Introduction 👋

Everything in technology has some reliance on data whether it's analyzing trends to develop data-driven strategies for optimising profit margins, or to store transactions for a business' operations, there is a dependency on data and thus a requirement for a database.

This article introduces Spanner which is a powerful relational database on Google Cloud. I will explain why it's powerful, and how it was architected to achieve high scale and excellent performance.

Theory 📚

Before explaining Spanner and its concepts I want to start with some theory.

How should someone pick a database? Well, that depends on the requirements, but first, let's review some concepts.

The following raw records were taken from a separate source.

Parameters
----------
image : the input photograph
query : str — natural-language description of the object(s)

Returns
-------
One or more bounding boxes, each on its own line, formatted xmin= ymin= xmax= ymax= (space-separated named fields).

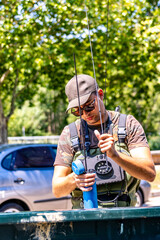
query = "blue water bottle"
xmin=72 ymin=159 xmax=98 ymax=209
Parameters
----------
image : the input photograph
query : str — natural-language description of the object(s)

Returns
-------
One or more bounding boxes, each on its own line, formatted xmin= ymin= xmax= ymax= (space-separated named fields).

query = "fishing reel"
xmin=74 ymin=154 xmax=124 ymax=185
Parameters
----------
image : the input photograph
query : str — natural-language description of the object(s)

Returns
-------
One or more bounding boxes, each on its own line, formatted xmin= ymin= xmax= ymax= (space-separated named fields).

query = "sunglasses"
xmin=71 ymin=99 xmax=95 ymax=117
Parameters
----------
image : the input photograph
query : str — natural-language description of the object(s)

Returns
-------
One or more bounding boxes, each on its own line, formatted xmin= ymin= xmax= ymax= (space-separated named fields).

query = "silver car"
xmin=0 ymin=144 xmax=71 ymax=212
xmin=0 ymin=144 xmax=151 ymax=212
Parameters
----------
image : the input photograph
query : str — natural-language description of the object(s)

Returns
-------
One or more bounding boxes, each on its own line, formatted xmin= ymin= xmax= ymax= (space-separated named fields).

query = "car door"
xmin=12 ymin=146 xmax=70 ymax=211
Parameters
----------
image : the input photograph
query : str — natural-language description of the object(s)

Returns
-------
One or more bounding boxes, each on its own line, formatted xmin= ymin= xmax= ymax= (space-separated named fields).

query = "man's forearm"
xmin=113 ymin=152 xmax=155 ymax=182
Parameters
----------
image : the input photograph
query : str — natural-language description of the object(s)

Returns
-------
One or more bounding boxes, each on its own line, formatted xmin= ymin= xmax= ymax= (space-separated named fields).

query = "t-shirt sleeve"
xmin=54 ymin=126 xmax=73 ymax=167
xmin=126 ymin=115 xmax=149 ymax=151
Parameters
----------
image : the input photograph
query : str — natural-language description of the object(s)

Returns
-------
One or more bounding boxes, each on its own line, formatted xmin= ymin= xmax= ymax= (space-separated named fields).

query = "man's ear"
xmin=98 ymin=88 xmax=104 ymax=100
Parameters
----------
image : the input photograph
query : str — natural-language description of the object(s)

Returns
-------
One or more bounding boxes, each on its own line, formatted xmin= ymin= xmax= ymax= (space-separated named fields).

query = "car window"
xmin=2 ymin=153 xmax=13 ymax=170
xmin=14 ymin=147 xmax=53 ymax=168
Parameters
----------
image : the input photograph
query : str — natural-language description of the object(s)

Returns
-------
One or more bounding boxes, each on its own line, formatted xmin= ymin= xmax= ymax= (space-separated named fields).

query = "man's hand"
xmin=94 ymin=130 xmax=118 ymax=158
xmin=73 ymin=173 xmax=96 ymax=192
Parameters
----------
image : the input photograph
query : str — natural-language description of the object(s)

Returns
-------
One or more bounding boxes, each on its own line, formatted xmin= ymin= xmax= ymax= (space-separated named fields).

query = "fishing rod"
xmin=72 ymin=54 xmax=98 ymax=209
xmin=73 ymin=53 xmax=87 ymax=172
xmin=84 ymin=0 xmax=104 ymax=134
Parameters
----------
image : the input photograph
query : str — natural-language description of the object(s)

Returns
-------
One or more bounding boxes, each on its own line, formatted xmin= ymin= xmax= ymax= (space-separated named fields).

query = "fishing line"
xmin=73 ymin=53 xmax=87 ymax=172
xmin=84 ymin=0 xmax=104 ymax=134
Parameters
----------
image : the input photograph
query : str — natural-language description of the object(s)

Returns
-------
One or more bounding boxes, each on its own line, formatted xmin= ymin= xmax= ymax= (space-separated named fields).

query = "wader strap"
xmin=118 ymin=114 xmax=127 ymax=143
xmin=106 ymin=112 xmax=113 ymax=135
xmin=68 ymin=122 xmax=80 ymax=152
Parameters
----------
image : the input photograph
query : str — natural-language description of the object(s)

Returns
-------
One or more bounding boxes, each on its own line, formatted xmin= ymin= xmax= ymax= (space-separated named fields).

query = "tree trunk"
xmin=0 ymin=99 xmax=8 ymax=144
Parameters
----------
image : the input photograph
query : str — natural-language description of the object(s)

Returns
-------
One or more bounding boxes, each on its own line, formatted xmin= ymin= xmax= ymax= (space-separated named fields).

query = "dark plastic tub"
xmin=0 ymin=207 xmax=160 ymax=240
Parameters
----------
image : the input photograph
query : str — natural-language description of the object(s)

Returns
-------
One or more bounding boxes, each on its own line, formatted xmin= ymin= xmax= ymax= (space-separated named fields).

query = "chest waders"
xmin=69 ymin=113 xmax=140 ymax=209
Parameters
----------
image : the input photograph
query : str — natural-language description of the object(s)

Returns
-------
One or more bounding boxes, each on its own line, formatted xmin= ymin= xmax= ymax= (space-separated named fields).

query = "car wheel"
xmin=0 ymin=203 xmax=24 ymax=213
xmin=136 ymin=190 xmax=143 ymax=207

Generally speaking, there are two types of databases - SQL and NoSQL.

SQL 👩‍❤️‍👨

Taken from the google cloud documentation

Structured Query Language (SQL) is the programming language commonly used to interact with Relational Database Management Systems (RDBMS). Data is stored in Tables with rows and columns. It is called a relational database because tables are linked based on their relationships. For example, if there's a database on university courses, professors and students, then the course table will be linked to both the professor table (who is teaching it) and the students' table (who attends it).

attended by students <- courses -> taught by professors

Every table has a Primary Key which is a unique identifier for the record. If a table is linked to another, then it should have a Foreign Key which uses the unique identifier to link to the table it has a relationship with.

Relational Databases have been around since the 70s and common ones include MySQL, PostgreSQL, Microsoft SQL Server, Oracle.

Other than the ability to store data, what other benefits does a relational database offer?

ACID Compliance - ensures atomicity, consistency, isolation, and durability. Data is reliable, and updates to the data don't fail regardless of errors, failures or other issues.
Vertical Scaling - if greater performance is needed, the server needs to migrate to a resource with more CPU, RAM or SSD capability.
Data Normalization - through the process of Normalization, the data is designed to reduce data redundancy and inconsistent dependencies. This reduces disk space and ensures tables are designed to hold relevant data.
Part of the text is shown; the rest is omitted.